I’ll describe how I do the dive ‘mentally’, so simply try to follow along in your head. If you do know the dive yourself, add your own details.
Sitting comfortably, at home or at work, shut your eyes (after you have read this article!) and relax. Bring to mind the experience that you are going to re-visualise and get ready to start. From there, just relive the experience, recalling enough detail to remember how it feels to be there. Try to stimulate all the senses.
So, relax and come diving with me . . .
Entering the water, we slowly descend, listening as the retreating sounds of the world are replaced by the bubbles of our breathing. We fin through fishes, away from the shore to the edge of a drop-off where we turn right. Following this edge, past the Viscount cockpit, we fin down the old rail incline looking for a slightly bent scaffolding pole standing upright on the left hand side.
The pole emerges out of the gloom, and we via off to the left and descend over the edge, now looking for the edge of another drop-off which would take you down to ‘the deep dark bit’. Here we turn left, pick up a rock, feel its weight and compensate for it, then follow this new edge until a small cairn of rocks is found. Adding our rock to it, we breathe out and turn left again, finning away at right angles to the edge.
A shadowy shape presents itself, gradually resolving into a single deck bus with no seats. We enter the front door on the side we approach it and exit via a door on the other side near the back. Swimming away from this side of the bus we eventually find an anchor chain which we follow to the right until it rises to the bow of the Stanegarth.
Slowly finning around the hull at deck level, we can take in her details before returning to the bows and going over the top down her centre line back to her stern. Continuing in this direction, we soon see the stern of the Defiant and can take a lazy tour of this wreck too.
Going directly to port from the bow of the Defiant, we discover a white van before reaching the base of a wall. Here we turn right until the wall swings round to the right and becomes more vertical.
Now we start the return by slowly ascending up to the top of the wall where there’s a small blockhouse on a ledge with plenty of fish. Following the edge round to the left, past a grassy bank where we often see small pike.
Finally, after reaching the front of the Nautilus submarine, we swing to the right into shallow water where we can surface and re-enter the real world!

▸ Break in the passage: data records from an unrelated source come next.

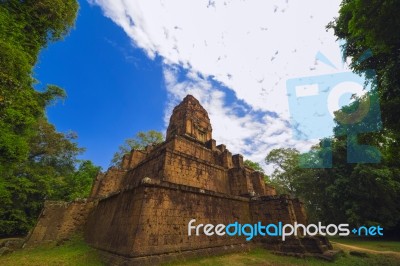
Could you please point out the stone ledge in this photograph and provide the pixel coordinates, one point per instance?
(179, 255)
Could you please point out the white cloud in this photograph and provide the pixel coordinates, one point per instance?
(250, 47)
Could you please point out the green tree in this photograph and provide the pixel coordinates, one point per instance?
(139, 142)
(286, 169)
(370, 193)
(253, 165)
(34, 157)
(79, 183)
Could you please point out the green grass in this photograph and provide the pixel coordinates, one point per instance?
(370, 243)
(73, 252)
(77, 252)
(261, 257)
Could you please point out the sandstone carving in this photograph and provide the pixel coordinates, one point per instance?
(138, 213)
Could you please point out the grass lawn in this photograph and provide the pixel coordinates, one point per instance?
(73, 252)
(261, 257)
(369, 243)
(76, 252)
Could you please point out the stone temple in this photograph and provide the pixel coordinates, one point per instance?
(138, 213)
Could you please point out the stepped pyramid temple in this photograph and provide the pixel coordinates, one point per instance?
(139, 213)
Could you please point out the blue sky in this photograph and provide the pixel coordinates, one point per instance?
(128, 63)
(114, 90)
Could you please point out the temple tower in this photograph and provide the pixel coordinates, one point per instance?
(190, 119)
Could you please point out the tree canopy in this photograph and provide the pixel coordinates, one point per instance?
(358, 193)
(36, 161)
(138, 142)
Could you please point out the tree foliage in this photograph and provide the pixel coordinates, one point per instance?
(139, 142)
(358, 193)
(36, 161)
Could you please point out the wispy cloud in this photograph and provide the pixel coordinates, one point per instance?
(248, 47)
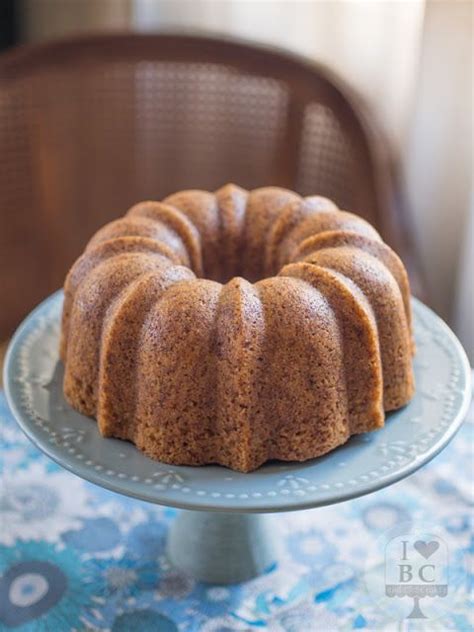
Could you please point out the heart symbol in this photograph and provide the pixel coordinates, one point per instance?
(426, 548)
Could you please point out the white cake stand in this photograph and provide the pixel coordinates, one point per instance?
(224, 535)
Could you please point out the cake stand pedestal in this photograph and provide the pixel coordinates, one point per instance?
(223, 537)
(222, 548)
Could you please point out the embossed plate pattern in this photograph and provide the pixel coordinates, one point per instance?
(411, 437)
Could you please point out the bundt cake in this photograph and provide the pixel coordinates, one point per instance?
(236, 327)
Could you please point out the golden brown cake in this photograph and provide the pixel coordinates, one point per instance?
(236, 327)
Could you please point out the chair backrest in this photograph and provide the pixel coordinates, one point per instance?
(92, 125)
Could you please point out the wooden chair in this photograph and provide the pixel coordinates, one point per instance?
(91, 125)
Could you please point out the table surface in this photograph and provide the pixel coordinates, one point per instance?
(77, 557)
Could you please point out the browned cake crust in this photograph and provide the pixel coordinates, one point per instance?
(169, 347)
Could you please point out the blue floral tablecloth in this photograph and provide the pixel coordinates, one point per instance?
(76, 557)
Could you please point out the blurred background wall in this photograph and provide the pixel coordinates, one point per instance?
(411, 61)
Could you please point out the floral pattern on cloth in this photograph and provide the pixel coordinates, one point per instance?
(74, 556)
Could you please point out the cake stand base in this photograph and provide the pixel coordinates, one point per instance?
(222, 548)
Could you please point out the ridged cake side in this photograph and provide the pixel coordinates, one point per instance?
(196, 371)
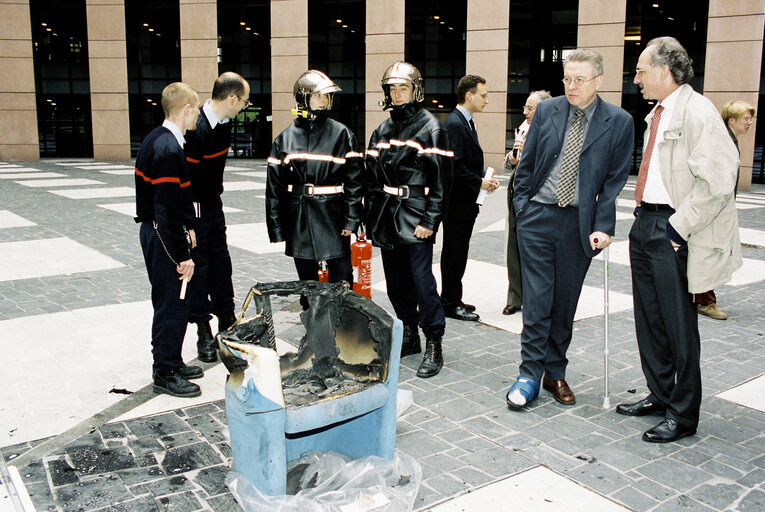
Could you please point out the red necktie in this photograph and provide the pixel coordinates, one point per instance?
(643, 174)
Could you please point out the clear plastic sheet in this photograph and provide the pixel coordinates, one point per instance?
(331, 482)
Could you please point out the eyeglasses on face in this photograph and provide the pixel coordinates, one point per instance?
(246, 101)
(578, 81)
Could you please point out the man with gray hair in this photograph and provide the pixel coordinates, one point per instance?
(575, 162)
(685, 236)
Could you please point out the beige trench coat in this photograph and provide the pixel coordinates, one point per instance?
(698, 163)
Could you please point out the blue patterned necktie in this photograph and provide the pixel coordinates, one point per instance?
(570, 165)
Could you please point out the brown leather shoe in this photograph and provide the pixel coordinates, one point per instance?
(560, 390)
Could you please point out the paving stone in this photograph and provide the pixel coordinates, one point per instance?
(187, 458)
(88, 460)
(679, 474)
(41, 496)
(599, 477)
(753, 478)
(212, 479)
(183, 502)
(157, 426)
(141, 475)
(754, 501)
(61, 473)
(167, 486)
(141, 504)
(99, 492)
(421, 444)
(634, 499)
(210, 429)
(180, 439)
(446, 484)
(682, 503)
(719, 496)
(498, 461)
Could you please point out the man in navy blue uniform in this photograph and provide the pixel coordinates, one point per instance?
(166, 214)
(206, 150)
(576, 159)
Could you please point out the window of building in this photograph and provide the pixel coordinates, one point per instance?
(435, 44)
(244, 46)
(336, 31)
(62, 82)
(541, 35)
(153, 60)
(646, 20)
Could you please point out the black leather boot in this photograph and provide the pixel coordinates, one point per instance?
(410, 343)
(206, 344)
(173, 383)
(226, 320)
(433, 360)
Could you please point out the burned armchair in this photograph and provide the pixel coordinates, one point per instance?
(337, 392)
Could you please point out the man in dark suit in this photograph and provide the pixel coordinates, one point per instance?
(462, 209)
(575, 162)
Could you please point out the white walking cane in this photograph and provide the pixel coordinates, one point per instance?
(606, 400)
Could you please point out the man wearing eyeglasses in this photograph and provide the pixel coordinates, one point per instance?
(684, 239)
(575, 162)
(206, 150)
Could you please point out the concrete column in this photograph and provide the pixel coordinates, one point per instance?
(385, 45)
(601, 28)
(488, 29)
(18, 109)
(107, 62)
(289, 57)
(732, 65)
(199, 45)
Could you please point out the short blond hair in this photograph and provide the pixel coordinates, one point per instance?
(736, 109)
(176, 96)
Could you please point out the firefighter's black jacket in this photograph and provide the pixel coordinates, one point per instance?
(163, 192)
(410, 148)
(319, 152)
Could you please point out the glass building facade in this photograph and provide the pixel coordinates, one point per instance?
(153, 59)
(244, 46)
(62, 81)
(435, 44)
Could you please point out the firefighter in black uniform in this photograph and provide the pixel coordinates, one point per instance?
(313, 186)
(206, 150)
(165, 211)
(408, 175)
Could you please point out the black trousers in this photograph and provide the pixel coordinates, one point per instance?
(339, 269)
(513, 259)
(666, 321)
(412, 288)
(454, 252)
(553, 266)
(213, 291)
(171, 314)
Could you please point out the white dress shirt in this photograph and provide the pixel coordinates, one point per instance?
(655, 191)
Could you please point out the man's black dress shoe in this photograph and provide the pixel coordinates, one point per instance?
(460, 313)
(206, 344)
(191, 372)
(173, 383)
(645, 407)
(667, 431)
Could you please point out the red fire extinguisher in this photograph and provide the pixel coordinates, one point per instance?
(361, 260)
(323, 272)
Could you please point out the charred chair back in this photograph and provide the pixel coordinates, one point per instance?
(337, 392)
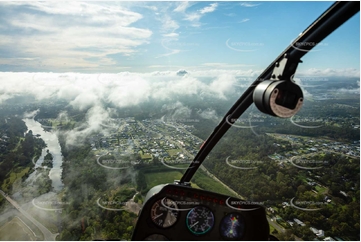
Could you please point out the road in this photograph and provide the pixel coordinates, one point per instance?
(48, 236)
(169, 138)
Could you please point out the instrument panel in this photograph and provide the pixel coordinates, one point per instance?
(176, 212)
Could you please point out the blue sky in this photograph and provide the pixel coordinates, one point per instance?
(95, 37)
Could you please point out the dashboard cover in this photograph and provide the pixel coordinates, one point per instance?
(176, 212)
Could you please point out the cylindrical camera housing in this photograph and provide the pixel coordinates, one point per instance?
(278, 98)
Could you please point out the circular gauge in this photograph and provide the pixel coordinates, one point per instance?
(164, 212)
(156, 237)
(232, 226)
(200, 220)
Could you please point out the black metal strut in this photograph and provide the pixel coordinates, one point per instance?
(324, 25)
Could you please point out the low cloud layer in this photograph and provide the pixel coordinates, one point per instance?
(100, 95)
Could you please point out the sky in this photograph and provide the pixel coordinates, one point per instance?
(114, 37)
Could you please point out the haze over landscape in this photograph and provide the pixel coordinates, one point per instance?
(87, 87)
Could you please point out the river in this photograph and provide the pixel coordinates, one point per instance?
(51, 140)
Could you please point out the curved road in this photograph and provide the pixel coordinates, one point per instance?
(48, 236)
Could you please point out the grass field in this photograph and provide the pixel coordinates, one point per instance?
(322, 190)
(13, 176)
(207, 183)
(145, 156)
(200, 181)
(157, 178)
(173, 152)
(16, 230)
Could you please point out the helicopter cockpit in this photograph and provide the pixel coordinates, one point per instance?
(178, 211)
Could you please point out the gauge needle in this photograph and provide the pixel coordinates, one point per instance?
(158, 216)
(194, 224)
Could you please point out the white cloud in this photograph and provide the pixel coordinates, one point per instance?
(249, 5)
(244, 20)
(349, 72)
(182, 7)
(171, 35)
(69, 34)
(194, 17)
(212, 7)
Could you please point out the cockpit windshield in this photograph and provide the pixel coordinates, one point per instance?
(102, 101)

The dive itself is typically about 40 minutes, but the mental dive takes just 5-10 minutes depending on the detail you include, and how long you want to be ‘down there’.
On completing your mental musing, it’s important that you jot down any solutions or ideas that have presented themselves. If you don’t, you find that they simply disappear again as the real world starts to reassert itself.
So how might this work for you? It may be true that divers are one of the most laid back groups of individuals on the planet, but we certainly don’t have a monopoly on relaxing experiences. The key elements to the technique are:
- Having a current issue/dilemma which requires resolution
- Being able to find a quiet and comfortable environment
- Having a relaxing experience that can be recalled in some detail
- Being willing and able to take the time to recall it
- Being ready to capture solutions at the end of the experience
You may have a favourite walk, or a film you can relive. It could be a book or a holiday, a ski run or a chess game! It really doesn’t matter what you use as your relaxing experience, as long as you can recall the detail and get yourself back into the experience in a way which means your mind can slip into that latent state, allowing it to process your current issues & dilemmas.
As a leadership coach and diver, I’m always looking for ways to bring these two passions together. Getting a leadership team to leave the office and go diving is a real challenge. However, letting them enjoy their most relaxing experiences is a simpler matter that can happen in the office.
And the technique isn’t only useful at work. Life these days can also be complicated, so why not try it at home too.